Welcome Home Roscoe Jenkins
Grade: C
Starring: Martin Lawrence, Cedric the Entertainer, Michael Clarke Duncan, Mike Epps, Mo’Nique, Joy Bryant, Nicole Ari Parker, and James Earl Jones
MPAA Rating: PG-13
Running Time: 1 hour, 54 minutes
Some of the characterizations are delightfully atypical. Michael Clarke Duncan is the hulking brother Otis, whose once-promising football career was cut down by injury and now serves as the county’s sheriff. As constant cousin-on-the-make Reggie, Mike Epps is wisely given wide latitude to interject his offbeat comedy brand – his brief riff on Forest Whitaker is laugh-out-loud. And, the every-improving Bryant, the best actor in the bunch, channels the tightly-wound Bianca as a social-climber who confuses her 15 minutes of reality-TV fame with some sort of celebrity-entitlement.
Unfortunately, for every flicker of entertainment there is dead weight like the comedienne Mo’Nique, whose brassy act is a hit on the stand-up circuit but is just crass here as corpulent sister Betty, who, when not yelling and pointing in people's faces, spends her free time parlaying a prison Bible-study group into conjugal visits.
Writer-director Malcolm D. Lee’s script is plotless and hopelessly flawed.

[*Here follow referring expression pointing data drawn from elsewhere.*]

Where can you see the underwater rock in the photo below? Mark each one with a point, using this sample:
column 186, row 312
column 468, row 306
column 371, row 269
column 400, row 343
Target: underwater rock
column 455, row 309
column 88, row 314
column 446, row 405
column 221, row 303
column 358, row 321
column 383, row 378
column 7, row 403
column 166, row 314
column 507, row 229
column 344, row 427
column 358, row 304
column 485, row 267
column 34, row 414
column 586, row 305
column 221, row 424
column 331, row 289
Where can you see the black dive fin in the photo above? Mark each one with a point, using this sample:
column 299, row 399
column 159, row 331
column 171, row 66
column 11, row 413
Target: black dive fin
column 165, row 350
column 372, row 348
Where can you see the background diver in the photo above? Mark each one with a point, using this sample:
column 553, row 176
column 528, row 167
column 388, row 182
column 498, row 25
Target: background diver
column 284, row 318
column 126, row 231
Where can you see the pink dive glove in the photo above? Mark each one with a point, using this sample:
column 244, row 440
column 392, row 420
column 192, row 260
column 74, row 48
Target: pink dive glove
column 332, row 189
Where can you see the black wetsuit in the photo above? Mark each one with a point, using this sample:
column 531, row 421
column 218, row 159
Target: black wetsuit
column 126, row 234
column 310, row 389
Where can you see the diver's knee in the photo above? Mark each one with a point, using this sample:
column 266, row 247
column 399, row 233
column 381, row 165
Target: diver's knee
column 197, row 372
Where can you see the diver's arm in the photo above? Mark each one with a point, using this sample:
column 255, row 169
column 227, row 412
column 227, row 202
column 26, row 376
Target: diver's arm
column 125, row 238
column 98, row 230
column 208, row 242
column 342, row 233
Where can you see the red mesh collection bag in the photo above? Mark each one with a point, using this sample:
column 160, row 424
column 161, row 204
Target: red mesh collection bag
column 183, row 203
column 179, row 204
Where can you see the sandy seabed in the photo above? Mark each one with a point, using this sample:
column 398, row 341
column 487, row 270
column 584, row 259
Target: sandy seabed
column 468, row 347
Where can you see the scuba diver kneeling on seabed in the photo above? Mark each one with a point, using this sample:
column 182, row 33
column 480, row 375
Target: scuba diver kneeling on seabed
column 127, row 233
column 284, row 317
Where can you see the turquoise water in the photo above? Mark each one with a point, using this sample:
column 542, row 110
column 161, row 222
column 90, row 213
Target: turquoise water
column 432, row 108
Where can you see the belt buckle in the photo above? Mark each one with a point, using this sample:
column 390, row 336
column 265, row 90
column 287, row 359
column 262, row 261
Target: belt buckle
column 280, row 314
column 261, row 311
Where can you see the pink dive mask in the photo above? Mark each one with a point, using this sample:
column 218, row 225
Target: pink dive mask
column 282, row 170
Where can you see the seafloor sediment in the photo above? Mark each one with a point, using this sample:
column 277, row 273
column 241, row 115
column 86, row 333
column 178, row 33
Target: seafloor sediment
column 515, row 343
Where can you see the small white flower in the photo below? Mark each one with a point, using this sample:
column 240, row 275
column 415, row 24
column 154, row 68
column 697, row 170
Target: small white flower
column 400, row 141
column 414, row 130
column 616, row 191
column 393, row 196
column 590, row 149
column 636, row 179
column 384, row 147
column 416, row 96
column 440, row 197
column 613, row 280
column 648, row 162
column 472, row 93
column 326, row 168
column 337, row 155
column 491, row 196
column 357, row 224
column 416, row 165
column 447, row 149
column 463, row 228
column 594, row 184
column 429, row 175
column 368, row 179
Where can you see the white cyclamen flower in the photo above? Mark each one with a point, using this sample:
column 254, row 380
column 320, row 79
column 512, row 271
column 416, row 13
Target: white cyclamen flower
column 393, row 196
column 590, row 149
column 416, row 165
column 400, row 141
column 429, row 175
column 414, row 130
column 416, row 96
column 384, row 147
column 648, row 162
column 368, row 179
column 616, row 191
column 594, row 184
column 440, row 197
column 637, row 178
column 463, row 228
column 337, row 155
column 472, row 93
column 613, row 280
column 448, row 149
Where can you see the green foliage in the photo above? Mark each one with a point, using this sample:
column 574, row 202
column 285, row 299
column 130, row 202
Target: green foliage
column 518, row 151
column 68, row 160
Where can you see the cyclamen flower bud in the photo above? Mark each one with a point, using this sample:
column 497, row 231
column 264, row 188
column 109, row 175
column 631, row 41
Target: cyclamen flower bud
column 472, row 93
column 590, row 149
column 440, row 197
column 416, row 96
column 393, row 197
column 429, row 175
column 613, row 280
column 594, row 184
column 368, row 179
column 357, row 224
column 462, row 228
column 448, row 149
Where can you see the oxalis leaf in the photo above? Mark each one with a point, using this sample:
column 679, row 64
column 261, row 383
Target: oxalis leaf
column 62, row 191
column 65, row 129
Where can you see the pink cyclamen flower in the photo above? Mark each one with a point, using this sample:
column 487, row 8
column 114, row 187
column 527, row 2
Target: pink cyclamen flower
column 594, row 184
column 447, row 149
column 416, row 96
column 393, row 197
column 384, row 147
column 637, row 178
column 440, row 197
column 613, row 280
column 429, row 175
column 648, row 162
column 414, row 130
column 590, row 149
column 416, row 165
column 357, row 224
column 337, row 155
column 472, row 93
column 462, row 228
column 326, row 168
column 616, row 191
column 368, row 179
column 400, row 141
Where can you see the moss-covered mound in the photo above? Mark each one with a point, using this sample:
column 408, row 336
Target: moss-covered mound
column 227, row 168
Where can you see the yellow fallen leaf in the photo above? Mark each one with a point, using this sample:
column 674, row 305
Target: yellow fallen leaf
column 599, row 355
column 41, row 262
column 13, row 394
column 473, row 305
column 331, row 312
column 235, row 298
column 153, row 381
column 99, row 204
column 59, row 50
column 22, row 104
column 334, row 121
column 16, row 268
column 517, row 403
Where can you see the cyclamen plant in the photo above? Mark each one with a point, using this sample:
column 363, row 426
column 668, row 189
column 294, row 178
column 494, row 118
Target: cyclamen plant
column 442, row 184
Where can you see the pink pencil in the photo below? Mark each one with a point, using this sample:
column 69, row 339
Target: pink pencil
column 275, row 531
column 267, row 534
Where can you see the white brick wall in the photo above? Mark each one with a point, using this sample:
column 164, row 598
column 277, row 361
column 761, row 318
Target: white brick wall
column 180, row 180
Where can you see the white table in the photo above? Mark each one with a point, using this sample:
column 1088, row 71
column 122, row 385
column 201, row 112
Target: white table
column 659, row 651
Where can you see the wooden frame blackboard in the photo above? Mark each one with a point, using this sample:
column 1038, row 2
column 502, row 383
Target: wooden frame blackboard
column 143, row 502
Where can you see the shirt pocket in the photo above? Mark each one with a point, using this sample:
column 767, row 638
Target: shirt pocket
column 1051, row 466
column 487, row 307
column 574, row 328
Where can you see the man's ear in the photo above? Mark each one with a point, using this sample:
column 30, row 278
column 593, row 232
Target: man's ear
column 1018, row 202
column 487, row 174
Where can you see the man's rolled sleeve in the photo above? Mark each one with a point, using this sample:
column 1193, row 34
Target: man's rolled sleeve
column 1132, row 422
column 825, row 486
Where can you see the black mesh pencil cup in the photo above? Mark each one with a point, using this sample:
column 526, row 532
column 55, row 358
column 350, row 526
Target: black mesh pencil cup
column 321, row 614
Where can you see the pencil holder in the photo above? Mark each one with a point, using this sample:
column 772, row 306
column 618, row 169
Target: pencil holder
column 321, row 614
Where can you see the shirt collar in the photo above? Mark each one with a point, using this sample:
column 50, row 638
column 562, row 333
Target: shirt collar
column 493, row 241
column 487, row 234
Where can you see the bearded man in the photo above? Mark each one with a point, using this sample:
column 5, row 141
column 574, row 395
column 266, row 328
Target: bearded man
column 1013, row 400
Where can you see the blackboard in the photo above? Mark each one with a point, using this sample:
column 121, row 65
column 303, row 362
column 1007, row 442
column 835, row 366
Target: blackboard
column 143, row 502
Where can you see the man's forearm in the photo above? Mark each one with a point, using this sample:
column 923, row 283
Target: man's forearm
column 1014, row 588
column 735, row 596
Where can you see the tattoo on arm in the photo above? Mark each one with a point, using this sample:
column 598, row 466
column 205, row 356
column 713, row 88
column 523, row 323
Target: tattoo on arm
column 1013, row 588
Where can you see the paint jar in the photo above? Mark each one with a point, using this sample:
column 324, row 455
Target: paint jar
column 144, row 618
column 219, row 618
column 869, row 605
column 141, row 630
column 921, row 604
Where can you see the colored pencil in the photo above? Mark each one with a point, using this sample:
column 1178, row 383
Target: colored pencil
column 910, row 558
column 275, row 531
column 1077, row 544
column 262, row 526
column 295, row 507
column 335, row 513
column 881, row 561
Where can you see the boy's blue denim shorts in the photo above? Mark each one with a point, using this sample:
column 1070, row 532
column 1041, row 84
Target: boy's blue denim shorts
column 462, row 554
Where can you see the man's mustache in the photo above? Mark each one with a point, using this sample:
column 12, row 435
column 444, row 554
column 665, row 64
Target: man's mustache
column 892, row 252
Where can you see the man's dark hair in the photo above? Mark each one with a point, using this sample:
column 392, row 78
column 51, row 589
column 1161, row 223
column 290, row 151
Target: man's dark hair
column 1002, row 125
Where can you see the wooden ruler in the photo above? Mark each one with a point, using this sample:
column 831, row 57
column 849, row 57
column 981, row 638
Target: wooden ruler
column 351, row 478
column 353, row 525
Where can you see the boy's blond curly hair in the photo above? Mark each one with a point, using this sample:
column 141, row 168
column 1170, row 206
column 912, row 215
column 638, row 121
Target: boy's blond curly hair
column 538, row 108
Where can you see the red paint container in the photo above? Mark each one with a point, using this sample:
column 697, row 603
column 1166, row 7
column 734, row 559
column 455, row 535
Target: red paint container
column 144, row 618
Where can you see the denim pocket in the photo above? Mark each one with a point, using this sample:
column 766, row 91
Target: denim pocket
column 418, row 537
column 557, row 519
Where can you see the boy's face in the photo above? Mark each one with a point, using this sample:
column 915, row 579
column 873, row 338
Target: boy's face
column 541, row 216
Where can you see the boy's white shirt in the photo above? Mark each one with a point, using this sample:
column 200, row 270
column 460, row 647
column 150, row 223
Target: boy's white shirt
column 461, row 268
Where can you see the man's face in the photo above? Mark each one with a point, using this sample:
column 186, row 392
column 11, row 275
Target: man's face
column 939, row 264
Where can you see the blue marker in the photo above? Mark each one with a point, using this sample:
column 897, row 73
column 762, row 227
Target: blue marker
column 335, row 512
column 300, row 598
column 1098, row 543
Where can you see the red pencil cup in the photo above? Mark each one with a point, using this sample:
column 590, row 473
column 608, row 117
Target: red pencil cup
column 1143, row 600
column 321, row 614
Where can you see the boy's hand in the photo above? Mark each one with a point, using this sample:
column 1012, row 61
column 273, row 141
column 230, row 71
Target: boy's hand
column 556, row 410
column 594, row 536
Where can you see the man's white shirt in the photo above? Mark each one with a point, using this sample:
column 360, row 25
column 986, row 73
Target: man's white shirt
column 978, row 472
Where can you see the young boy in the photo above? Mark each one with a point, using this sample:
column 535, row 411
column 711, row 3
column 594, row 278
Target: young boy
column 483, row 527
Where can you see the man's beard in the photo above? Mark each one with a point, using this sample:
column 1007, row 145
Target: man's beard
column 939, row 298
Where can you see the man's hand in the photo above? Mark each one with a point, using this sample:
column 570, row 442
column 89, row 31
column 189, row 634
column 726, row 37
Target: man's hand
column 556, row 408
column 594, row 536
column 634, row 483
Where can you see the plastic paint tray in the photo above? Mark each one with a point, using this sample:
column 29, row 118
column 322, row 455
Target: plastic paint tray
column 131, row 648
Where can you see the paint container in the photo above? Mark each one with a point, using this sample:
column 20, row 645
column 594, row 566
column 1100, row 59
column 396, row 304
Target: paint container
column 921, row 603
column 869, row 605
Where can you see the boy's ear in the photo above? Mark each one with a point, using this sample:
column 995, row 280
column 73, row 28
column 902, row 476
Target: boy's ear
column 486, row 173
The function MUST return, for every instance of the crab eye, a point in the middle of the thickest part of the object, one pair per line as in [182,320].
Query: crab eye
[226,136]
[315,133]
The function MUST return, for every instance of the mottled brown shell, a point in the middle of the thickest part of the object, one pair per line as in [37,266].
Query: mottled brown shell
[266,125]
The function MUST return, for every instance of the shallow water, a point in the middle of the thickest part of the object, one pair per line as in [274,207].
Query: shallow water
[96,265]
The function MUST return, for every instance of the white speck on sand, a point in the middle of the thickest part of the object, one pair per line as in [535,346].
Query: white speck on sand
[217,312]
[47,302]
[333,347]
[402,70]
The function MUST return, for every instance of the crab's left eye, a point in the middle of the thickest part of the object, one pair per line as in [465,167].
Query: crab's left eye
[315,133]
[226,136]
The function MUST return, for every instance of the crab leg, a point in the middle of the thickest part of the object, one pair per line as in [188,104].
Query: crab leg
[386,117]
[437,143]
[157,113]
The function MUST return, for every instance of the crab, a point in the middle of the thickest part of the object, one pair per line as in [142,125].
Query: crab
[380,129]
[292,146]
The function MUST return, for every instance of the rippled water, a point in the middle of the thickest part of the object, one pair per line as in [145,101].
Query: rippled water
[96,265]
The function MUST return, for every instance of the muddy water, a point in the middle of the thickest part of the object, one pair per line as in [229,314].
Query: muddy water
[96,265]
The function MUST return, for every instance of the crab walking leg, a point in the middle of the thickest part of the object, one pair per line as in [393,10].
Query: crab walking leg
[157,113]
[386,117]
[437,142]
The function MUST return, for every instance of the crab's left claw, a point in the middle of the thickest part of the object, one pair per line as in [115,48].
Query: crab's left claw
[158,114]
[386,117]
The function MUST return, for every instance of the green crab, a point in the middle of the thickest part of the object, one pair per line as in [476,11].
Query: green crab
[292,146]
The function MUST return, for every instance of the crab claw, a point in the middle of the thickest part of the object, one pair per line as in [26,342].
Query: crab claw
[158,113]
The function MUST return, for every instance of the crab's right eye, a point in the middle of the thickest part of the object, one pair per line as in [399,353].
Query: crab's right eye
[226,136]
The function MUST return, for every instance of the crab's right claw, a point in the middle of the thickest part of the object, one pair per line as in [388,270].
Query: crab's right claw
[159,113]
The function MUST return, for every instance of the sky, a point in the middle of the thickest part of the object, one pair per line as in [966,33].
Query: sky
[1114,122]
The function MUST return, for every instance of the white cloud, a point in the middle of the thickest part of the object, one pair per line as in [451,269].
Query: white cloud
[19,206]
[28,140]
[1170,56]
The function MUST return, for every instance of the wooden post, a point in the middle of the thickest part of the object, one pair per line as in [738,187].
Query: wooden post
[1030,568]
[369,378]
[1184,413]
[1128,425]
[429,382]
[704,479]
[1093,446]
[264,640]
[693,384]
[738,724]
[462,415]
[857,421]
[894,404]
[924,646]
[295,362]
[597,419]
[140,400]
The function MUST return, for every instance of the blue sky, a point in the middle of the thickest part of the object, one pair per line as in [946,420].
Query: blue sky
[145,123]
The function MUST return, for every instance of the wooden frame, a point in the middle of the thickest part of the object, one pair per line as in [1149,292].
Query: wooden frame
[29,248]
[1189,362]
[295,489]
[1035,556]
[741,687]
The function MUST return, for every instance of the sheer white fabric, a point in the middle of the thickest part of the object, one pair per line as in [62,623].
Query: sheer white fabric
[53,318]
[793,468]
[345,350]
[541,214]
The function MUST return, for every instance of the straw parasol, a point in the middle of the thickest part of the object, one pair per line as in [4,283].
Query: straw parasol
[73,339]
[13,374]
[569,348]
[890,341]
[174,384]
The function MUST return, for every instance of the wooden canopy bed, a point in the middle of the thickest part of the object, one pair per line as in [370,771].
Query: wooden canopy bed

The lessons Roscoe learns are the typical blah-blah about family values and overcoming the past. But, after watching Roscoe’s successful, lucrative career path juxtaposed with the abuse heaped upon him by his jealous family – e.g., Roscoe is singled out for scolding after winning a kids’ obstacle race his father demands he enter – all we really discover is that Roscoe should scoot out of town pronto and never come back.
By comparison, only the bitchy Bianca makes the dopey, vaguely inbred Jenkins clad look acceptable. Similarly, labeling Welcome Home Roscoe Jenkins a good movie would be grading on a curve. Just be happy it earns a passing score, and pass the potato salad.